What is an inner product space?

An inner product space is a vector space V (over R or C) equipped with an inner product <.,.> that is linear in one argument, conjugate-symmetric (in complex spaces), and positive-definite. The inner product induces a norm ||v|| = sqrt(<v,v>), giving lengths and angles via cos theta = <u,v>/(||u|| ||v||) for nonzero vectors.

What is an orthonormal basis and why is it useful?

An orthonormal basis is a set {u1,...,uk} with <ui,uj> = 0 for i≠j and <ui,ui> = 1. It makes coordinates simple: the coefficient of v along ui is <v, ui>, and the projection of v onto the span is sum_i <v, ui> ui.

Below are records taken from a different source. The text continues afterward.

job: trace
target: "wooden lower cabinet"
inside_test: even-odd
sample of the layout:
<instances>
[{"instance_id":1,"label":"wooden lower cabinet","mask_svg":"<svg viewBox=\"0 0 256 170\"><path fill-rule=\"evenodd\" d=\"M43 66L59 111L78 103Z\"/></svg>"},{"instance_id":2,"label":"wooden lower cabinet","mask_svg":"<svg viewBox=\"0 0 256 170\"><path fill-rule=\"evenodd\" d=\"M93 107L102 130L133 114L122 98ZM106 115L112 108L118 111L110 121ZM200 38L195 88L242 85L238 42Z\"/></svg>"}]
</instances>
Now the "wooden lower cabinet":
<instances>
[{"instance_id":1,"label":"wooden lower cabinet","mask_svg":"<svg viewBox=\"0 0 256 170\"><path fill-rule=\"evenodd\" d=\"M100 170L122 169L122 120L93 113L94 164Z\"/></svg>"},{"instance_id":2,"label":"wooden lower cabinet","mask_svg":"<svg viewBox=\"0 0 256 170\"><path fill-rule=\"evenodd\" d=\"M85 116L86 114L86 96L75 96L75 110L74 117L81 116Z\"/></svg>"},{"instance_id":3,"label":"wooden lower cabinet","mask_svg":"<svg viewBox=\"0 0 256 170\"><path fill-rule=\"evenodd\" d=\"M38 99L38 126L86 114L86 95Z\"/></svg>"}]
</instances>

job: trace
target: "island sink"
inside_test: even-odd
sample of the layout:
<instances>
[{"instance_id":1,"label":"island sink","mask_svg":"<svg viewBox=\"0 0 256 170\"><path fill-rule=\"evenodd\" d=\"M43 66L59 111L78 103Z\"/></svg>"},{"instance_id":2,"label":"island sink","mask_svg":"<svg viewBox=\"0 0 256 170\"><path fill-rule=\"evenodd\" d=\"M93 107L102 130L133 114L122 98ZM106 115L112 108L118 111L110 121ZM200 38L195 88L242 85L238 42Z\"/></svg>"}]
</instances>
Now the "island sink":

How do you compute the projection of a vector onto a subspace?

If {ui} is an orthonormal basis for the subspace, proj_W(v) = sum_i <v, ui> ui. If the basis isn’t orthonormal, first orthonormalize it (Gram-Schmidt) or use the general least-squares formula proj_W(v) = U (U^T U)^{-1} U^T v, with U consisting of basis vectors as columns.

What is the Cauchy–Schwarz inequality?

For all u,v in an inner product space, |<u,v>| ≤ ||u|| ||v||. Equality holds exactly when u and v are linearly dependent.